In December 2013 Rosewood Hotel Group acquired Pentahotels' European operation, which incorporated in Germany as Penta Hotels Germany GmbH and Penta Hotel Holdings Limited in the BVI for €13.5 million, from Chow Tai Fook. However, Chow Tai Fook privatized the whole hotel group in 2015.

In 2016, Pentahotels launched the PentaPlayer Pad, a room type designed for gamers with a PlayStation 4, a pinball, and a gamer-themed design. The brand also launched its first location in France in Roissy-en-France. Pentahotels launched its repositioning in 2017 amidst stated plans for global expansion. Pentahotels announced its first Thai hotel with an opening planned for 2020. In May 2020, Rogier Braakman was named president of Pentahotels. The Moscow location opened in February 2019.

As of 2020, Pentahotels was operated by Penta Hotels Worldwide GmbH, a subsidiary of 360 Operator GmbH. The ultimate owner was Centrifuge Holding GmbH.

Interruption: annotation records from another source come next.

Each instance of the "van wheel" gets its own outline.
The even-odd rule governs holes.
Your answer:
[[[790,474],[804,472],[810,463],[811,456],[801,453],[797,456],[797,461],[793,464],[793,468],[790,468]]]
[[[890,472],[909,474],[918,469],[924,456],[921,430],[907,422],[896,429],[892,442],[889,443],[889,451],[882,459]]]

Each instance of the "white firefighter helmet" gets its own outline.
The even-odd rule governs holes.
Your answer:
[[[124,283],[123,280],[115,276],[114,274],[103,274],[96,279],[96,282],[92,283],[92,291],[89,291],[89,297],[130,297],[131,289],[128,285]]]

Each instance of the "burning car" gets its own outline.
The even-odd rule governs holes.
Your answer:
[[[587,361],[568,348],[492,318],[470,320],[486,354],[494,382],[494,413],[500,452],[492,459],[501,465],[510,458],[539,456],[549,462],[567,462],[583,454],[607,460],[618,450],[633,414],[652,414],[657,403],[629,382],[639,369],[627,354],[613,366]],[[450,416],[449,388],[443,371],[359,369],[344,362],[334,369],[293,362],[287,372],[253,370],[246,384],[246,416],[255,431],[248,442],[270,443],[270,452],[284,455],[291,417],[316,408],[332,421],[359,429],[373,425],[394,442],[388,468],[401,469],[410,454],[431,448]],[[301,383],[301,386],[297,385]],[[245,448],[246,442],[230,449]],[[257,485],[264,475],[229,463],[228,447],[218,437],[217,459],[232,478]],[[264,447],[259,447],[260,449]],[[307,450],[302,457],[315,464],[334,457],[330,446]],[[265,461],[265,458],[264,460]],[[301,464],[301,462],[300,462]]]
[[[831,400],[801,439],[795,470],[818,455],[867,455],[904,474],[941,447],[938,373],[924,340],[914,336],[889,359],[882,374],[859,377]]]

In May 2026, 11 of the chain's 15 hotels were sold by German real estate company Aroundtown SA to American real estate investment firm Ironstone Group and London-based Ogilvy Management for €275 million. They will be operated by Luxembourg-based operator Bralower & Loewe Hospitality Partners under long-term franchise agreements. They will rebrand under the management of IHG Hotels & Resorts in early 2027. This will leave Pentahotels with only 4 properties.